According the lawsuit filed against the doctor, his group, and the hospital, some doctors at Brooksville Regional Hospital had a financial incentive to move patients quickly through the ER and were offered a quarterly bonus if the average length of stay for a patient in the ER was less than two hours.

“When it was brought to our attention that that's what goes on, we were both in shock,” Doreen offered.

Dr. Jay Wolfson, a professor at the University of South Florida, specializes in public health policy and law. He says many hospitals offer bonuses, but he’s concerned about this situation.

“When the bonus is tied to processing people faster, rather than an outcome measure of quality or safety, it’s the wrong incentive,” Dr. Wolfson told Doug Smith. “You run the increased risk of placing people who are sick or injured or ill of not having their condition caught or treated properly.”

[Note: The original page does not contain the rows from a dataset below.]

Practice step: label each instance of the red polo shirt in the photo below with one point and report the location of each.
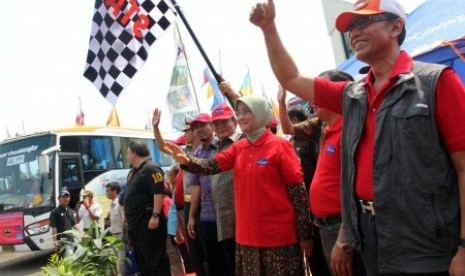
(450, 108)
(325, 191)
(261, 172)
(179, 190)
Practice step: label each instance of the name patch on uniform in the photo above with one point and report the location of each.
(331, 149)
(157, 177)
(262, 161)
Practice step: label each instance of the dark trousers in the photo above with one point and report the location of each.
(217, 264)
(150, 247)
(229, 249)
(318, 265)
(196, 252)
(367, 225)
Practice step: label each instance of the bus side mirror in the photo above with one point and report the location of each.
(44, 164)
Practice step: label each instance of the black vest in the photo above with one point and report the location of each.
(415, 183)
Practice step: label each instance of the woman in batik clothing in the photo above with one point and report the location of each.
(272, 212)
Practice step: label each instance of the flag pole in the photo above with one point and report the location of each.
(188, 69)
(199, 46)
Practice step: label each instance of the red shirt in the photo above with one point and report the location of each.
(179, 190)
(450, 109)
(325, 193)
(261, 172)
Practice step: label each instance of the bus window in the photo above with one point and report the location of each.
(97, 153)
(21, 184)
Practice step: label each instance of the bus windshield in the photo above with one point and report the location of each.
(21, 184)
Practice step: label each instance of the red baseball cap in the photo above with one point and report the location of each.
(222, 112)
(273, 123)
(201, 118)
(181, 141)
(369, 7)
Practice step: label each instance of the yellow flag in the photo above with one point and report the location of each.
(113, 119)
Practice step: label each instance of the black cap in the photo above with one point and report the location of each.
(64, 192)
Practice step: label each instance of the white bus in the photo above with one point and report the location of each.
(34, 168)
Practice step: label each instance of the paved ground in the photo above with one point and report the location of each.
(23, 263)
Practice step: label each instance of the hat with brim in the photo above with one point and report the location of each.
(88, 193)
(201, 118)
(369, 7)
(63, 193)
(180, 141)
(187, 122)
(222, 112)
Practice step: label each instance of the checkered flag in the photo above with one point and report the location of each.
(122, 33)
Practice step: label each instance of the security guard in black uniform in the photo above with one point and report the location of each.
(143, 203)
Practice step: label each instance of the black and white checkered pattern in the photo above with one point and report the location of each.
(115, 53)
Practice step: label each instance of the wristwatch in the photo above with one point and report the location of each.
(344, 246)
(462, 242)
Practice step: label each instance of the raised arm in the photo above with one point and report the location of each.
(284, 67)
(286, 124)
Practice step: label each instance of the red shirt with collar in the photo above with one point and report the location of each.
(261, 172)
(179, 190)
(325, 191)
(450, 108)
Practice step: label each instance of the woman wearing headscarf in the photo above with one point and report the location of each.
(272, 213)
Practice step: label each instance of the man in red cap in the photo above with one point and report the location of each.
(225, 123)
(403, 156)
(205, 226)
(196, 262)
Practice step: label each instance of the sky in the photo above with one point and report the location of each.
(44, 48)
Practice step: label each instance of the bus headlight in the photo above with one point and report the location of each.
(38, 228)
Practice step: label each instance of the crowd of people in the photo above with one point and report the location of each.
(371, 182)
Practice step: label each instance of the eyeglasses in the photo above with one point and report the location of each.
(365, 21)
(242, 112)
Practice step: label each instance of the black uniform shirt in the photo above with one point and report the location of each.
(62, 219)
(142, 184)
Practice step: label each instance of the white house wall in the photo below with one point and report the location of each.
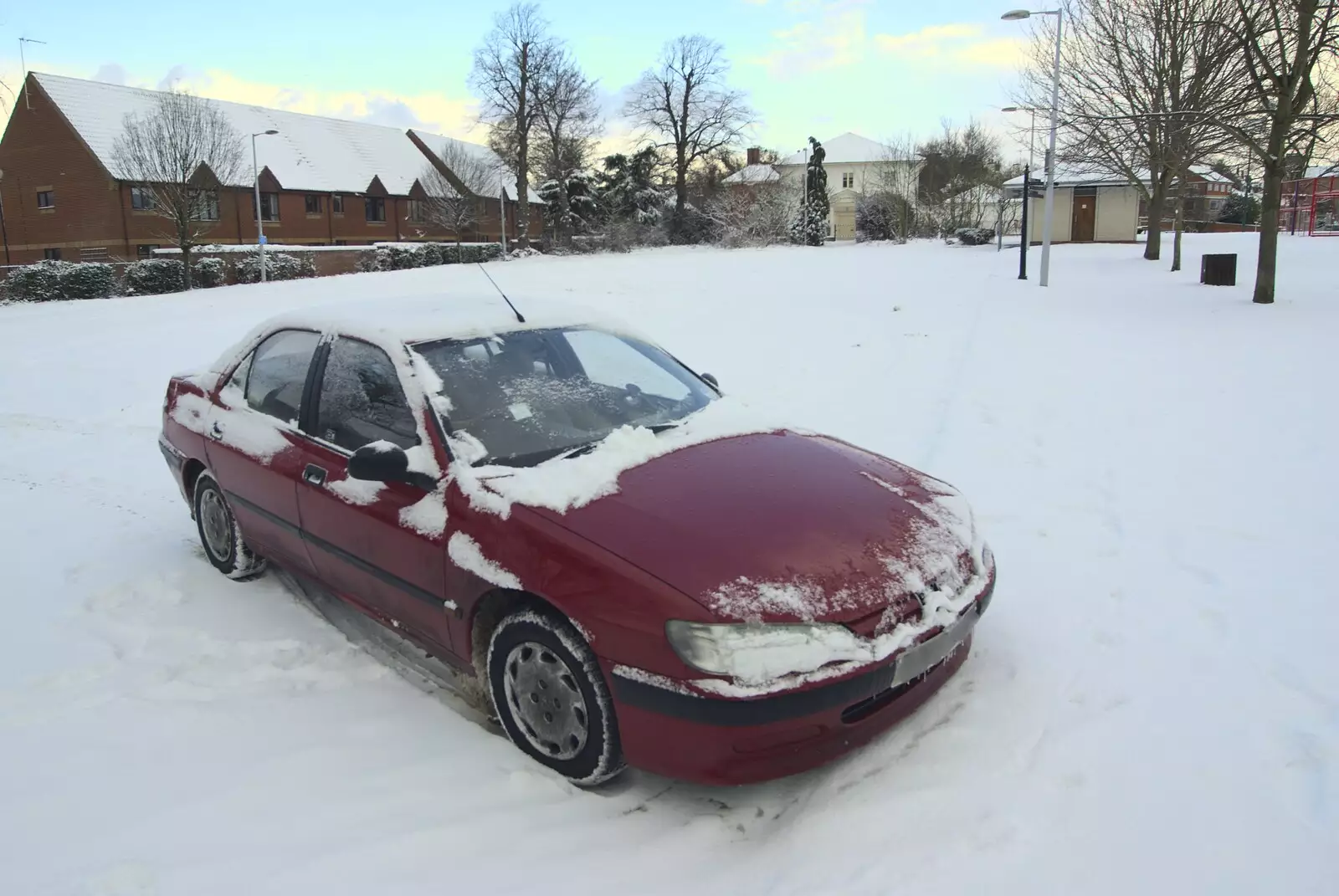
(1117, 214)
(1064, 216)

No one at Brooksville Regional Hospital would speak with FOX 13 about Dave Roberts's lawsuit or answer questions about the ER bonus. Court records show the doctor, his group, and the hospital have denied doing anything wrong.

Roberts was sent home from the ER on a Friday. He went to see a specialist on Monday, and that doctor immediately recognized a serious problem

“A piece of my vertebrae broke off on the inside and took a chunk out of my spinal cord and cut the sack,” said Roberts.

The specialist performed emergency surgery but according to the lawsuit, it was too late. The lawsuit claims Roberts "had suffered permanent, irreversible neurological deficits by the time of surgery."

“It's hard to deal with this,” added Doreen, whose husband used to love traveling and spending time outdoors. “Our life has changed completely.”

“I end up like this just so he can put a couple of bucks in his pocket?” Dave asked.

His wife admits they are haunted by that terrible thought.